Swedish fast-fashion giant H&M in particular is using its global voice to spotlight China’s local talent; last week, the company announced that it was establishing an in-depth partnership with Shanghai Fashion Week. The deal will see the brand release a collaboration collection with a Chinese fashion designer this fall.
For emerging designers struggling to make ends meet, it’s a smart business decision.
“These business collaborations can provide us with lucrative returns, alleviate the pressure on the brand’s long-term operations, and supplementally aid in the brand’s development,”
“These business collaborations can provide us with lucrative returns, alleviate the pressure on the brand’s long-term operations, and supplementally aid in the brand’s development,” says Nan, who has previously collaborated with Disney and Max Factor and has a number of other collaborative projects in the works.
But designers risk diluting their creative edge when partnering with a retailer of that commercial magnitude.

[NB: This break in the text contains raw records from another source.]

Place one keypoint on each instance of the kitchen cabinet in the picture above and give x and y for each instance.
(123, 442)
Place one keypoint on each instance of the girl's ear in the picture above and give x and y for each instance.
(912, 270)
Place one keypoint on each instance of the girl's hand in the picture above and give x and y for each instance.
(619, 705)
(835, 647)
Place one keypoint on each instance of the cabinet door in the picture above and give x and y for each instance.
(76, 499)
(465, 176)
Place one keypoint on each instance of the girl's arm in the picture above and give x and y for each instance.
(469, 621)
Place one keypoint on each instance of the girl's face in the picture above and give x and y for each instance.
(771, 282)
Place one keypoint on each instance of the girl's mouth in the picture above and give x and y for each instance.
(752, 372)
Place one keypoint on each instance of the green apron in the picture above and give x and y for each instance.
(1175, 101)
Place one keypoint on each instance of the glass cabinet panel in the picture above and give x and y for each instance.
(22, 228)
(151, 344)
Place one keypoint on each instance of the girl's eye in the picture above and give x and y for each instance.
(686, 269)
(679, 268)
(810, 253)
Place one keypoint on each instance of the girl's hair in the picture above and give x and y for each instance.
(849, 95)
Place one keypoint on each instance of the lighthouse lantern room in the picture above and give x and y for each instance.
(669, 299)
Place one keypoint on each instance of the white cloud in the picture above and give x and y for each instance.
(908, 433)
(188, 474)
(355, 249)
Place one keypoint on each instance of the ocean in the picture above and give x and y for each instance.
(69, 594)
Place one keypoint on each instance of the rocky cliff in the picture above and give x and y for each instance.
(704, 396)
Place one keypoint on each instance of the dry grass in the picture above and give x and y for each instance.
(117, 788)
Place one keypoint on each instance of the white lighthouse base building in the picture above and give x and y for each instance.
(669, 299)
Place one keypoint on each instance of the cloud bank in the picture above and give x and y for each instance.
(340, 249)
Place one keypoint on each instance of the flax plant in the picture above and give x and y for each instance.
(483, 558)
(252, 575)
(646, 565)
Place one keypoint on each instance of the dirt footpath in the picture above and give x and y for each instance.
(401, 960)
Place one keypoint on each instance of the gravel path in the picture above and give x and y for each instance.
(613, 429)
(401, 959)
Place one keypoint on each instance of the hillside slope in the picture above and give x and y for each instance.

“I think it’s about balancing our vision and what we love to do, and also how to balance creating enough commercial products,” says London-based designer Susan Fang, who has launched collections alongside Victoria’s Secret and H&M Group-owned retailer & Other Stories. “We always wanted to be unique. So commercial products actually aren’t something easy for us; it’s something we have to put a lot of effort into.”
The cautious mood shared among China’s creatives is changing how they approach the industry. In Cai’s case, that means presenting his collections intermittently, rather than showing every season.
“I personally don’t set any strict requirements on myself in terms of following the emerging brand handbook,” he says. “You have to follow your own timeline and make smart economic decisions in order to survive.”
Nan also believes it’s about finding a balance that works for each individual designer, rather than trying to keep up with outdated expectations that don’t reflect the current climate.
“Being too idealistic or even too rational can lead to unpredictable results,” Nan says. “Under such economic instability and uncertainty, it is extremely important to be able to respond in a timely manner, to be determined, to adjust and to maintain a long-term business mindset.”